First Footsteps in
East Africa – Sir Richard Burton
Sir Richard Francis Burton gained notoriety by travelling to
Mecca and Medina in the early 1850s. His journey to another Muslm holy city in the Somali country,
Harar, in 1854-55 is one of his forgotten books. As far as he can believed,
Burton’s chronicles of hard travelling are entertaining and idiosyncratic, to
say the least. Here he criticizes millet beer and local indolence.

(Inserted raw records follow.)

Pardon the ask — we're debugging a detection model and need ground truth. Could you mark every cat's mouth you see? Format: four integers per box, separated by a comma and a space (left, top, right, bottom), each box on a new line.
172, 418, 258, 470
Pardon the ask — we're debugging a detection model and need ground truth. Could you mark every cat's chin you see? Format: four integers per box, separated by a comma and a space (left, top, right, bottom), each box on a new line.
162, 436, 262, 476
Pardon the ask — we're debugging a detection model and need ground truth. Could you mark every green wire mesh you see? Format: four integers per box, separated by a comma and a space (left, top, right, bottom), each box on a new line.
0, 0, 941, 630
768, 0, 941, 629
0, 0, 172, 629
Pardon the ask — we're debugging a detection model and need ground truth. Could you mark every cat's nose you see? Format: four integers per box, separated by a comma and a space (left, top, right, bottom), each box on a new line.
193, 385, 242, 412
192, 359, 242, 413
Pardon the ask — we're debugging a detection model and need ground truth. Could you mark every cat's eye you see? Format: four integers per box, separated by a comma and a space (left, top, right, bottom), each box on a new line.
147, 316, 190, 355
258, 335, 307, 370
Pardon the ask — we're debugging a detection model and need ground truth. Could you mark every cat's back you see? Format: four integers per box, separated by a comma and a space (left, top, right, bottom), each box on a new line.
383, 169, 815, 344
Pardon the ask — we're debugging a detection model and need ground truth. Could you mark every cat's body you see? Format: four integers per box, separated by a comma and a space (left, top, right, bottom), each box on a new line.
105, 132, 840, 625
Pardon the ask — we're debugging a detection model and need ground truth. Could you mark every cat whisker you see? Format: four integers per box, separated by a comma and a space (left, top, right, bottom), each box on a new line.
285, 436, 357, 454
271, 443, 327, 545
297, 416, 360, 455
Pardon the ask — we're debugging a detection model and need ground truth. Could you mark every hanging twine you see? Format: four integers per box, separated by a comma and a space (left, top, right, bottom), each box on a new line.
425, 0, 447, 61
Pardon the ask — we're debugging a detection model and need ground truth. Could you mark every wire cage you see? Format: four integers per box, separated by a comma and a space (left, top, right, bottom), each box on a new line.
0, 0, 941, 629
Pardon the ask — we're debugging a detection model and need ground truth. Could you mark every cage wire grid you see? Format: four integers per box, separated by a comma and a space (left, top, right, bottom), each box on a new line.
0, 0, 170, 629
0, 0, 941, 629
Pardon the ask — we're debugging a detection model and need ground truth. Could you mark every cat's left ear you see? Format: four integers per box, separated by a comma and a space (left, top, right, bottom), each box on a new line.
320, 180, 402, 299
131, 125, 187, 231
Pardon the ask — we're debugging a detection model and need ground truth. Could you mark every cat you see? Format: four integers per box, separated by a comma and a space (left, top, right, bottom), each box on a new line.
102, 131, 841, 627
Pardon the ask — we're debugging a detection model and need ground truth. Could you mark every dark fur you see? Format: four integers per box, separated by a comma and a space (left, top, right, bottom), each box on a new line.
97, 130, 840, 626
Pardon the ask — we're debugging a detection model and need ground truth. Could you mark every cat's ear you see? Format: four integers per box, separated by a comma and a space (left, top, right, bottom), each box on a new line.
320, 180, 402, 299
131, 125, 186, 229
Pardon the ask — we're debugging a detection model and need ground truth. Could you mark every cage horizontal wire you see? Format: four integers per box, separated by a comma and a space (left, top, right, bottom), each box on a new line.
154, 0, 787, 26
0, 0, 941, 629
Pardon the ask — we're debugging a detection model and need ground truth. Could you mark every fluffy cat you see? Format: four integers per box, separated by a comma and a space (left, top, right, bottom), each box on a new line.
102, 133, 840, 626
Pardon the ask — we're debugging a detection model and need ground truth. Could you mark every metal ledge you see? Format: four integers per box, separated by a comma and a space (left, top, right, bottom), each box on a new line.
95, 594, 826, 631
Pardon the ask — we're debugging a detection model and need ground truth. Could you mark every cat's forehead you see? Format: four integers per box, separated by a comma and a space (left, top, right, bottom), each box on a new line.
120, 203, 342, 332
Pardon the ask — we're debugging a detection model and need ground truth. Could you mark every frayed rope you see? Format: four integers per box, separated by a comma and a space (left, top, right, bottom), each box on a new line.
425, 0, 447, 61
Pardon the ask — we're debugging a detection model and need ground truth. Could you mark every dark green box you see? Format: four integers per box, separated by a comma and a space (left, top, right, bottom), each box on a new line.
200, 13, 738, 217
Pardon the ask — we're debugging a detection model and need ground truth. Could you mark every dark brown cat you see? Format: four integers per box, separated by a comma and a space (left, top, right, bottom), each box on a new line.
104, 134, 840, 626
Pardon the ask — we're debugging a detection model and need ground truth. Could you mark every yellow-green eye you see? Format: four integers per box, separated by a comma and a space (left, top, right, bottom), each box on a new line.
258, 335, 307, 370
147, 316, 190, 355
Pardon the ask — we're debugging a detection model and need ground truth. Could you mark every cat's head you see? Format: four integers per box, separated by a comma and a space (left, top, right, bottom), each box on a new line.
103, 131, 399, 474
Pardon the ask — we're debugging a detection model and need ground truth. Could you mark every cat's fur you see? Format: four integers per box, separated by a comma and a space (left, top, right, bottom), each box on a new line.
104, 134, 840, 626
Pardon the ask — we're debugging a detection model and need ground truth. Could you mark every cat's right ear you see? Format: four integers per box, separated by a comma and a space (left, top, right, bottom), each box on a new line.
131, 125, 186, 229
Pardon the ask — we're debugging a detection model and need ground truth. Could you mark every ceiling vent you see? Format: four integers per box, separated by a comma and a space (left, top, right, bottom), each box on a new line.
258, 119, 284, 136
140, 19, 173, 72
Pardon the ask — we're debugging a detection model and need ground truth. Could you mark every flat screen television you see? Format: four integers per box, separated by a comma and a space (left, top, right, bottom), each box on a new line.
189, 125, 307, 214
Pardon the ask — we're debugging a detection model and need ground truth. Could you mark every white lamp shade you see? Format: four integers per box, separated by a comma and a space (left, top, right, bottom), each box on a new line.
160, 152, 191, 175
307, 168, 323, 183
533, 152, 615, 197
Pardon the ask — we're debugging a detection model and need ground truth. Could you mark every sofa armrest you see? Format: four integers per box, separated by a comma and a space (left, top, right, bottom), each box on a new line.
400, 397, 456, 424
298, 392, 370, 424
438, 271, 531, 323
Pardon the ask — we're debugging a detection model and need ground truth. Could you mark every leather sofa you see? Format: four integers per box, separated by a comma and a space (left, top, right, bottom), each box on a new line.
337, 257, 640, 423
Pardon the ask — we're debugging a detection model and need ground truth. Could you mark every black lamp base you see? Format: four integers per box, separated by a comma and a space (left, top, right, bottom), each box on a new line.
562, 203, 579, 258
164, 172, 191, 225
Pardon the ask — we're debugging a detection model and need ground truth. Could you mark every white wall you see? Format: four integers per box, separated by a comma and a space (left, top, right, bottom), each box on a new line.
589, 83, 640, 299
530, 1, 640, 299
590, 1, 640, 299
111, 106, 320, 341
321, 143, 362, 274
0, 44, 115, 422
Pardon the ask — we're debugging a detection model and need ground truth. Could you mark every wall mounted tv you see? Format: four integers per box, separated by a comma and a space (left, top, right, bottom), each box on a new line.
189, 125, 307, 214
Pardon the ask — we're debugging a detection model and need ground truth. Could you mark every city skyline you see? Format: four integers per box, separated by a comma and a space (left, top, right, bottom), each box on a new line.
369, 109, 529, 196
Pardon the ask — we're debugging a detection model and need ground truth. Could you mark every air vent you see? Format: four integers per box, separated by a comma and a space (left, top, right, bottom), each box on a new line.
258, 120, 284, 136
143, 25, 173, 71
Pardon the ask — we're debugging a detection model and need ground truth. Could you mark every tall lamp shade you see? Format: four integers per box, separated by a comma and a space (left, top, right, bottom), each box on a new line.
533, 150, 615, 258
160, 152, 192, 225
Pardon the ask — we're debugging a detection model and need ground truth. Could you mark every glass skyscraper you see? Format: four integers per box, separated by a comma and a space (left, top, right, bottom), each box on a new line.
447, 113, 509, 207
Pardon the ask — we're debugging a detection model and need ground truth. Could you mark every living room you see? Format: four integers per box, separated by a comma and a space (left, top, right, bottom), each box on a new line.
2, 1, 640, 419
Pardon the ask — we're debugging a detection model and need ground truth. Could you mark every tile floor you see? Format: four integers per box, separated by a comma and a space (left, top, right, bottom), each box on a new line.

I tried this mixture several times,
and found it detestable: the taste is sour, and it flies directly to the head,
in consequence of being mixed with some poisonous bark. It is served up in
gourd bottles upon a basket of holcus heads, and strained through a pledget of
cotton, fixed across the narrow mouth, into cups of the same primitive
material: the drinkers sit around their liquor, and their hilarity argues its
intoxicating properties. In the morning they arise with headaches and heavy
eyes; but these symptoms, which we, an industrious race, deprecate, are not
disliked by the Somal—they promote sleep and give something to occupy the
vacant mind.
I cannot vouch for the accuracy of Burton’s descriptions of
Somali manners and society. But his personal recollections, I think, retain
their brilliance and power. Here he recounts thirst near the end of the
journey:
Our toil was rendered doubly
toilsome by the Eastern travellers’ dread—the demon of Thirst rode like Care
behind us. For twenty-four hours we did not taste water, the sun parched our
brains, the mirage mocked us at every turn, and the effect was a species of
monomania. As I jogged along with eyes closed against the fiery air, no image
unconnected with the want suggested itself. Water ever lay before me—water
lying deep in the shady well—water in streams bubbling icy from the rock—water
in pellucid lakes inviting me to plunge and revel in their treasures. Now an
Indian cloud was showering upon me fluid more precious than molten pearl, then
an invisible hand offered a bowl for which the mortal part would gladly have
bartered years of life. Then—drear contrast!—I opened my eyes to a heat-reeking
plain, and a sky of that eternal metallic blue so lovely to painter and poet,
so blank and deathlike to us, whose [Greek kalon] was
tempest, rain-storm, and the huge purple nimbus. I tried to talk—it was in
vain, to sing in vain, vainly to think; every idea was bound up in one subject,
water.
This expedition had a violent ending. Near Berbera natives
attacked their party. Lt. William Stroyan was killed and Lt. John Hanning Speke
was severely wounded. Burton himself had a javelin piece his jaw, which caused
the loss of four teeth. The book omits
that an official board of inquiry blamed Burton for excessive confidence and
ignoring warnings of danger.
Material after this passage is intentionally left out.